Pat Bisceglia

Profile
- Positions: Guard, Linebacker

Personal information
- Born: June 23, 1930 Massachusetts, U.S.
- Died: February 7, 2009 (aged 78) Shrewsbury, Massachusetts, U.S.

Career information
- High school: Commerce
- College: Notre Dame
- NFL draft: 1956: undrafted

Career history
- Montreal Alouettes (1956–1957);

Awards and highlights
- First-team All-American (1955);

= Pat Bisceglia =

American football player (1930–2009)

Pasquale "Pat" Bisceglia (June 23, 1930 – February 7, 2009) was an American football player. He was a first-team All-American guard at Notre Dame in 1955.

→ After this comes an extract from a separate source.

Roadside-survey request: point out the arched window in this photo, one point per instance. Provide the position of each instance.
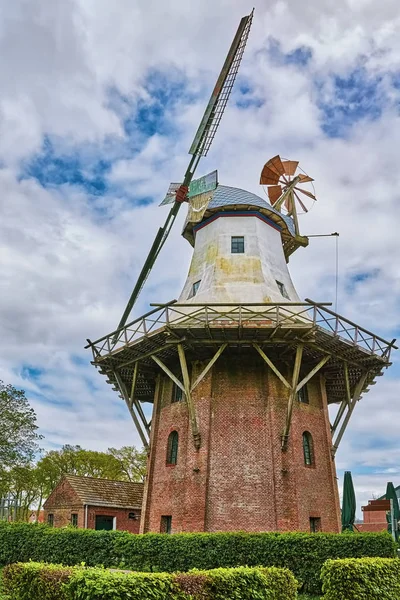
(308, 449)
(172, 448)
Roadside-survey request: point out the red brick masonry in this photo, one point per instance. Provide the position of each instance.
(240, 479)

Bisceglia grew up in Worcester, Massachusetts, before enrolling at the University of Notre Dame. He played college football at the guard and linebacker positions for the Notre Dame Fighting Irish football team from 1953 to 1955 under head coaches Frank Leahy and Terry Brennan. Bisceglia was selected by the Associated Press as a first-team guard on its 1955 College Football All-America Team.

After graduating from Notre Dame in 1956, Bisceglia played two seasons of professional football for the Montreal Alouettes. He later worked for approximately 35 years for the Massachusetts Department of Environmental Management, Division Forests and Parks. He retired in 1992 and died in 2009 in Shrewsbury, Massachusetts.